Costo de oportunidad

Imponer impuestos

Los impuestos no necesariamente se imponen. Habitantes de países desarrollados los pagan con gusto porque los servicios públicos son buenos.

Su economista-columnista favorito (un servidor, cómo creen que Quintana, Macario o Santoscoy) dejó vencer su e-firma y no pudo emitir una factura para cobrar una lanita. Tuve que hacer un trámite digital (saturado, pero adecuado), y tengo que esperar unos días antes de que la autoridad valide un video y mis documentos para que me renueve la e-firma. De haber renovado antes del vencimiento, no hubiera tenido este problema. Ni modo. Los impuestos son la obligación a la que más tenemos que ponerle cuidado.

Mi drama personal no es nada comparado con el de millones de trabajadores mexicanos. Sus patrones, por órdenes del Servicio de Administración Tributaria (SAT), les pidieron la constancia de situación fiscal. Como la mayoría de los asalariados formales no lidian con la situación fiscal de manera directa, no tienen habilitados canales digitales de comunicación con la autoridad exactora (o bien, digamos, extractora). Esto ha saturado las oficinas del SAT con gente pidiendo un papel a la autoridad, para dárselo al patrón, para darlo de vuelta a la autoridad. De locos.

A veces las burocracias no tienen conciencia de los costos que sus decisiones tienen para la economía. Una amiga tuitstar comentaba ayer en esa red privada curiosidades dignas de Dr. Strange sobre el servicio de facturación 4.0 (si lo cité mal, perdóneme; mi burocrañol está oxidado). Resulta que para sustituir un comprobante cancelado con otro, en el comprobante pasado hay que hacer referencia al comprobante futuro que sustituirá al que se cancela. Obviamente, el portal del SAT no cuenta con la tecnología para abrir un portal al multiverso y preguntar al yo futuro, empresa futura, qué comprobante va a usar.

Dicho todo esto, la verdad es que el SAT funciona mil veces mejor hoy que hace 20 o 30 años. El logro yo se lo adjudicaría al gobierno anterior, pero hay que reconocerle a los de hoy que no destruyeron los sistemas existentes.

Todo ello me orilla a una reflexión sobre la imposición de pagar impuestos. Los impuestos no necesariamente se imponen. He sabido de habitantes de países desarrollados que pagan los impuestos con gusto porque los servicios públicos son buenos. Claro, siempre habrá inconformes. Si mi gobierno ofrece escuelas públicas de alta calidad, y yo no tengo hijos, ese impuesto no me parecerá justo.

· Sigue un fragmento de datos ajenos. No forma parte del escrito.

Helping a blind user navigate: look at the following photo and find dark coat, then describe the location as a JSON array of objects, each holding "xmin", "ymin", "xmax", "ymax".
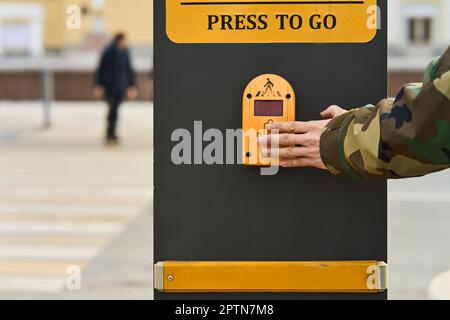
[{"xmin": 96, "ymin": 44, "xmax": 135, "ymax": 99}]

Un amigo me compartió un dato histórico interesante. Harald II de Dinamarca tenía un impuesto al comercio marítimo. Los barcos debían pagar un porcentaje del valor autodeclarado de la carga. Sin embargo, la corona se reservaba el derecho a comprar el 100 por ciento de la carga al precio autodeclarado, como incentivo para que los marinos mercantes declararan con verdad.

En estos tiempos, gravar el comercio no es una idea útil. Sin embargo, podríamos gravar más el consumo que el ingreso como incentivo para que la gente produzca más y consuma menos. Estas propuestas fiscales en México no han pasado, bajo el argumento falaz de que los impuestos al consumo son regresivos. Necesitamos, como complemento, un sistema no electorero de gasto e inversión pública que ayude a la gente.

El Estado puede redistribuir, y eso no afecta al crecimiento económico. Lo que no debe hacer el Estado es destruir el ánimo emprendedor, constructor, inversionista, trabajador y organizador de producción de las empresas y las personas. En la medida en que agradezcamos vivir en un país con buenos bienes y servicios públicos, seguridad pública, y respeto a la vida de pobres y ricos por igual, pensaremos menos en los impuestos como una imposición.

Corolario a este escrito: los ricos en promedio sí pagan impuestos. Hay personas y empresas que evaden, eluden, difieren y doblan las reglas fiscales, pero eso ocurre en todos los deciles de ingreso. A la empresa o persona informal de bajo ingreso le preocupa menos que al rico, porque la probabilidad de detección y sanción es mucho menor.

Podemos criticarle muchas cosas a los grupos de poder económico en acceso a mercados y competencia, pero no debemos condenarlos por sus costumbres fiscales. Las consignas de “los ricos no pagan impuestos” abonan solamente a la división entre mexicanos, construida alrededor de ficciones, como que todo el IVA lo pagamos los consumidores o que el ISR asalariado es un impuesto al trabajo. Los mexicanos debemos unirnos en torno a una idea: que el Estado nos otorgue mejores bienes y servicios públicos a cambio de lo que pagamos, que seamos ricos o pobres, formales o informales, no es poco.